Behind the Scenes With SCOTUS Vet Seth Waxman
The latest Supreme Court victory for former Solicitor General Seth Waxman came on the last day of this term, when the Nine handed him and WilmerHale a victory in a key election law case. "This is an issue that I and other members of the legal team feel passionately about as citizens," says Seth, who argued on behalf of the Arizona Independent Redistricting Commission.

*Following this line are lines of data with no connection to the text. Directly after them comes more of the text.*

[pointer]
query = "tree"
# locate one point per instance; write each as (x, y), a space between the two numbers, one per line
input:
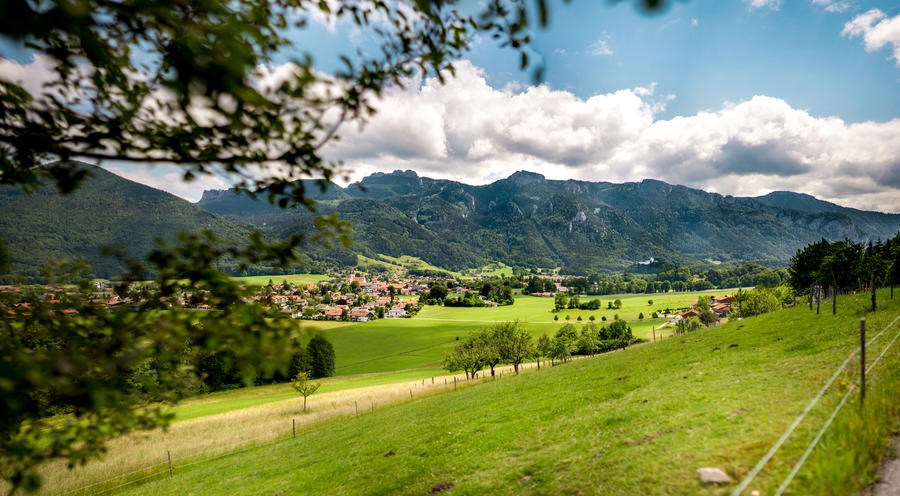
(489, 345)
(304, 386)
(513, 342)
(564, 343)
(587, 339)
(468, 356)
(542, 348)
(321, 357)
(560, 302)
(707, 316)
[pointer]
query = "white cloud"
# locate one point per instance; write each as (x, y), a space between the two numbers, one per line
(836, 6)
(31, 76)
(601, 46)
(877, 31)
(759, 4)
(468, 131)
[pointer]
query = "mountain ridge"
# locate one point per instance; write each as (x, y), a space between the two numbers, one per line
(529, 220)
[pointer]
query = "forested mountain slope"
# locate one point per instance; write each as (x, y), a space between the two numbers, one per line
(526, 219)
(107, 210)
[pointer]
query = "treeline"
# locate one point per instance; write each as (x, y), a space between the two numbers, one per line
(670, 279)
(194, 370)
(439, 294)
(845, 266)
(509, 343)
(219, 373)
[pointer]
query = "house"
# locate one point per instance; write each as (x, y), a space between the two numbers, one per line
(360, 314)
(721, 309)
(726, 300)
(690, 313)
(395, 313)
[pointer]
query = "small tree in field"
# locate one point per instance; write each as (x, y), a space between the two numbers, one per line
(304, 386)
(542, 348)
(513, 342)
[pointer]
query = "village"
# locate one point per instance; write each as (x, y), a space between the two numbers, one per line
(351, 297)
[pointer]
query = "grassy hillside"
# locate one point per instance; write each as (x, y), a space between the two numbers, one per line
(634, 422)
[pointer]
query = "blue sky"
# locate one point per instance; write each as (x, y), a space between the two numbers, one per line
(705, 52)
(739, 97)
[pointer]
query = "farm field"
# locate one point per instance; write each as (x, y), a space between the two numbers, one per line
(639, 421)
(396, 344)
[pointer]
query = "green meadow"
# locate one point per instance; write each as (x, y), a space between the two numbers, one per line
(396, 344)
(638, 421)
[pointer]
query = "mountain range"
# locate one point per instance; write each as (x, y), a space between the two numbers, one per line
(524, 219)
(529, 220)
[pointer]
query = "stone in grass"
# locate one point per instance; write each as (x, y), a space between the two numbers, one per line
(710, 475)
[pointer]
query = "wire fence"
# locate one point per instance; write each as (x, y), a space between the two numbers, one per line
(787, 433)
(168, 468)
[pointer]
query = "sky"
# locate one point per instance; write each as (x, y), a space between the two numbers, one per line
(739, 97)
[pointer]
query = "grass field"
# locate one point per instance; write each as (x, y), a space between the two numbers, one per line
(396, 344)
(640, 421)
(404, 262)
(292, 278)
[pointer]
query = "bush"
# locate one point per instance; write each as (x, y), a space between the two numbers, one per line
(320, 356)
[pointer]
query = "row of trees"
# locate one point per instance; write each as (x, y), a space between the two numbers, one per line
(669, 278)
(439, 294)
(510, 343)
(843, 266)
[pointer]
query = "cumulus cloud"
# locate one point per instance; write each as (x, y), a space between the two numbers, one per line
(770, 4)
(601, 46)
(877, 30)
(467, 130)
(836, 6)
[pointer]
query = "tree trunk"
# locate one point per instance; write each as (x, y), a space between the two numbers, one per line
(872, 285)
(834, 299)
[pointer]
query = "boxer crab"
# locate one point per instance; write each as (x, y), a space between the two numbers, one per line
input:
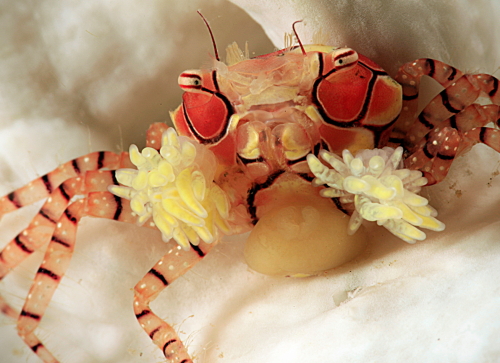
(250, 132)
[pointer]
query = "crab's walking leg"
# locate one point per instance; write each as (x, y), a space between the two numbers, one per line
(48, 276)
(43, 186)
(451, 129)
(174, 264)
(409, 76)
(58, 194)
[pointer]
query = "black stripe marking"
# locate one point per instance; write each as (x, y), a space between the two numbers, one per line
(364, 109)
(292, 162)
(396, 140)
(424, 121)
(12, 198)
(46, 216)
(100, 159)
(216, 138)
(171, 341)
(57, 240)
(70, 217)
(198, 250)
(63, 193)
(153, 332)
(76, 168)
(453, 122)
(30, 315)
(446, 102)
(119, 208)
(252, 192)
(47, 183)
(159, 276)
(339, 205)
(427, 152)
(214, 80)
(453, 74)
(113, 176)
(48, 273)
(495, 87)
(431, 67)
(142, 313)
(21, 245)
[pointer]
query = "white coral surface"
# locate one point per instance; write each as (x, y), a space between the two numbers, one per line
(69, 67)
(380, 189)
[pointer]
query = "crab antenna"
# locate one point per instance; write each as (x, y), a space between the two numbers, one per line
(211, 35)
(297, 36)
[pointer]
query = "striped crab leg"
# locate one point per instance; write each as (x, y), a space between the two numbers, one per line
(451, 123)
(175, 263)
(61, 246)
(58, 194)
(436, 151)
(409, 76)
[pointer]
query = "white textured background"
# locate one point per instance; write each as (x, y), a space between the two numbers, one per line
(83, 76)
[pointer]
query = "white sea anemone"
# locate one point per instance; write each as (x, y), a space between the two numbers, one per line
(175, 187)
(379, 188)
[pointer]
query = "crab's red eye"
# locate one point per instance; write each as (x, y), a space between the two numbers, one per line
(190, 80)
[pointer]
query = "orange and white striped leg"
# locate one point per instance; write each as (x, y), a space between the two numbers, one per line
(47, 278)
(409, 76)
(174, 264)
(37, 234)
(58, 186)
(60, 248)
(41, 187)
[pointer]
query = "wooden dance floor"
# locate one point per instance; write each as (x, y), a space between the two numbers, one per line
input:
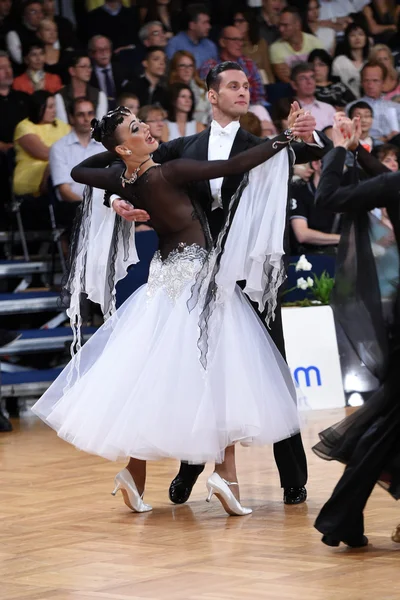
(64, 537)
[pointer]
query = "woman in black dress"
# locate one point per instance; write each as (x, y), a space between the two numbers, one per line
(366, 304)
(169, 374)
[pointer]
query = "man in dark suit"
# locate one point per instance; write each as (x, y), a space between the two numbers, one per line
(107, 76)
(229, 95)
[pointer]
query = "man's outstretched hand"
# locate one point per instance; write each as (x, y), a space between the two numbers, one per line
(130, 213)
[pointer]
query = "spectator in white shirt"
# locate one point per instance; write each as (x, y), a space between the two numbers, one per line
(304, 85)
(25, 34)
(80, 72)
(386, 123)
(355, 50)
(73, 149)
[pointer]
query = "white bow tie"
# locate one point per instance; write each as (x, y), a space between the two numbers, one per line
(230, 130)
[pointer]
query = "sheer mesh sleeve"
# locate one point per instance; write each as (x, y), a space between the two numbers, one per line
(182, 171)
(93, 172)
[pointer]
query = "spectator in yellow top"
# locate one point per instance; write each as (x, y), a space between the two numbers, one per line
(293, 47)
(33, 139)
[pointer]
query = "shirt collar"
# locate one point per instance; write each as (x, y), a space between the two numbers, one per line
(72, 139)
(111, 12)
(230, 130)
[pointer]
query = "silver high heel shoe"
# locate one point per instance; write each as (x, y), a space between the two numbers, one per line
(220, 487)
(124, 482)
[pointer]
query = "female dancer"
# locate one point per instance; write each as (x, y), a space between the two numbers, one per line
(366, 303)
(138, 388)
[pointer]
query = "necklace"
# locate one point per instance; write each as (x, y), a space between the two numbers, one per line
(134, 175)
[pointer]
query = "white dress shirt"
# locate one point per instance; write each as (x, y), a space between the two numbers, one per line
(66, 154)
(219, 148)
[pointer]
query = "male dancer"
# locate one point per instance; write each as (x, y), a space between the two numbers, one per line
(228, 93)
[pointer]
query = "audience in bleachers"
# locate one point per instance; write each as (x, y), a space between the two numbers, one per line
(116, 22)
(80, 73)
(269, 19)
(150, 86)
(182, 69)
(35, 77)
(364, 112)
(165, 11)
(312, 24)
(107, 74)
(67, 152)
(24, 34)
(329, 88)
(386, 121)
(293, 46)
(121, 58)
(391, 85)
(231, 48)
(154, 116)
(195, 38)
(33, 139)
(180, 121)
(303, 83)
(354, 54)
(254, 46)
(5, 25)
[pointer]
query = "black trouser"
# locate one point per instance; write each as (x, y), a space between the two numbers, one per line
(289, 454)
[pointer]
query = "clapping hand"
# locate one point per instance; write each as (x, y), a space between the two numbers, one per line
(346, 133)
(301, 123)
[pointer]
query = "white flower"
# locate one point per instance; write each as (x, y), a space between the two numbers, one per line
(302, 283)
(303, 264)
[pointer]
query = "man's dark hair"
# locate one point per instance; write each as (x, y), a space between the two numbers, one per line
(292, 10)
(300, 68)
(192, 13)
(323, 56)
(174, 90)
(152, 49)
(346, 48)
(381, 151)
(374, 64)
(213, 79)
(360, 104)
(28, 48)
(37, 106)
(76, 57)
(72, 106)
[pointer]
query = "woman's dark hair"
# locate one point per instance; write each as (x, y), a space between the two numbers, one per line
(345, 47)
(174, 90)
(323, 56)
(105, 131)
(360, 104)
(37, 106)
(254, 24)
(76, 57)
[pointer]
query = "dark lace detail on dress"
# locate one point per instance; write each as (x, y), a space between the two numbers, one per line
(207, 277)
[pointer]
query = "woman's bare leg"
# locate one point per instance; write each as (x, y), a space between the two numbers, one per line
(137, 468)
(227, 470)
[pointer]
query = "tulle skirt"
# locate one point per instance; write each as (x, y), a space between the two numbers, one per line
(137, 387)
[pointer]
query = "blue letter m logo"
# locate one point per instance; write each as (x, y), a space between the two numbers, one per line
(307, 375)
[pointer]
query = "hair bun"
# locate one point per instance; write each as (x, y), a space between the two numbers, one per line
(96, 130)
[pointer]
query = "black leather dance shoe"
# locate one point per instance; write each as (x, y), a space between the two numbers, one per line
(294, 495)
(181, 487)
(356, 542)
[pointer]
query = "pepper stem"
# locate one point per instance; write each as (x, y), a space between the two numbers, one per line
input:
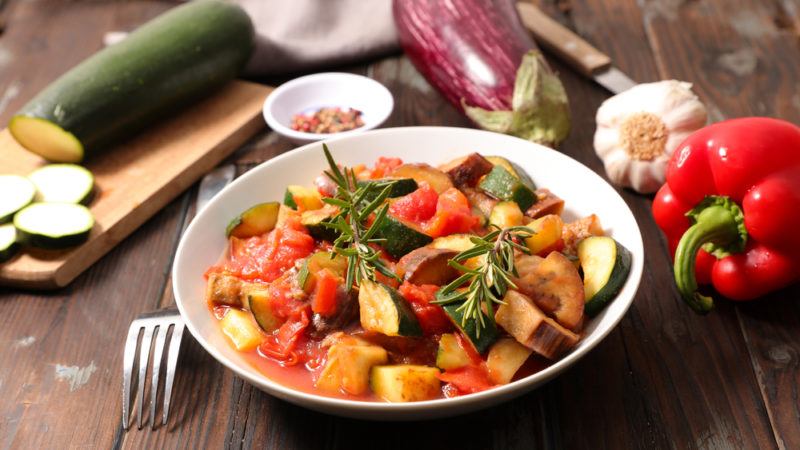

In upholding the constitutionality of the AIRC, the ruling established that the Constitution allows the people of any state to allocate the drawing of congressional district lines to an independent commission—rather than to state legislatures, which in the past have been hobbled by partisan gerrymandering. A "vastly overwhelming number of congressional district races are not competitive," says Seth, but the High Court's decision allows for a system that will let more voters have genuine choices. "That's a principle that's really important to me and others, and it's wonderful to see it validated by the Supreme Court."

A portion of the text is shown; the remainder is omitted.